SUS-SP - Sistema Único de Saúde de São Paulo — Prova 2023
Entre as alternativas a seguir, assinale aquela que apresenta uma alteração para a qual, ao exame proctológico, está indicado o uso de pomada tópica de Diltiazen a 2% na região anal.
Fissura anal crônica (dor > 8 sem, plicoma, hipertonia) → Diltiazem tópico 2% para relaxamento esfincteriano.
A fissura anal crônica é caracterizada por dor anal intensa e sangramento, com duração superior a 8 semanas, e frequentemente associada a hipertonia do esfíncter anal interno. O tratamento com diltiazem tópico visa promover o relaxamento esfincteriano e melhorar a cicatrização.

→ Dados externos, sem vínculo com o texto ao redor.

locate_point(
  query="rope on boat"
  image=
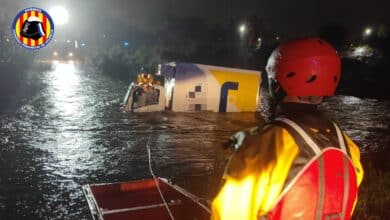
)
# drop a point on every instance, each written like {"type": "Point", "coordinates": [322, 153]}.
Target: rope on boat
{"type": "Point", "coordinates": [156, 181]}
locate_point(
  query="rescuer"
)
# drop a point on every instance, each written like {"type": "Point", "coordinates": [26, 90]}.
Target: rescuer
{"type": "Point", "coordinates": [300, 165]}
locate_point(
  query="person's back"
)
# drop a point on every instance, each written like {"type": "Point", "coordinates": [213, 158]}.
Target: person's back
{"type": "Point", "coordinates": [300, 165]}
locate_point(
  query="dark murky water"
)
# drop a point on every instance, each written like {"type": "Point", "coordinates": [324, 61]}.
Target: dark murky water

A fissura anal é uma ulceração linear na mucosa do canal anal, geralmente localizada na linha média posterior. Quando os sintomas persistem por mais de 8 semanas, é classificada como crônica. A dor intensa durante e após a evacuação, associada a sangramento, é o sintoma cardinal. A hipertonia do esfíncter anal interno é um fator crucial na sua fisiopatologia, dificultando a cicatrização. O diagnóstico é clínico, através do exame proctológico, que pode revelar a fissura, plicoma sentinela (pele redundante na margem distal) e papila hipertrófica (na margem proximal). A palpação pode evidenciar a hipertonia esfincteriana. É importante diferenciar de outras causas de dor e sangramento anal. O tratamento inicial da fissura anal crônica é conservador, e o diltiazem tópico a 2% é uma opção eficaz. Ele age relaxando o esfíncter anal interno, reduzindo a pressão e melhorando a perfusão sanguínea local, promovendo a cicatrização. Em casos refratários, outras abordagens, como a esfincterotomia lateral interna, podem ser consideradas.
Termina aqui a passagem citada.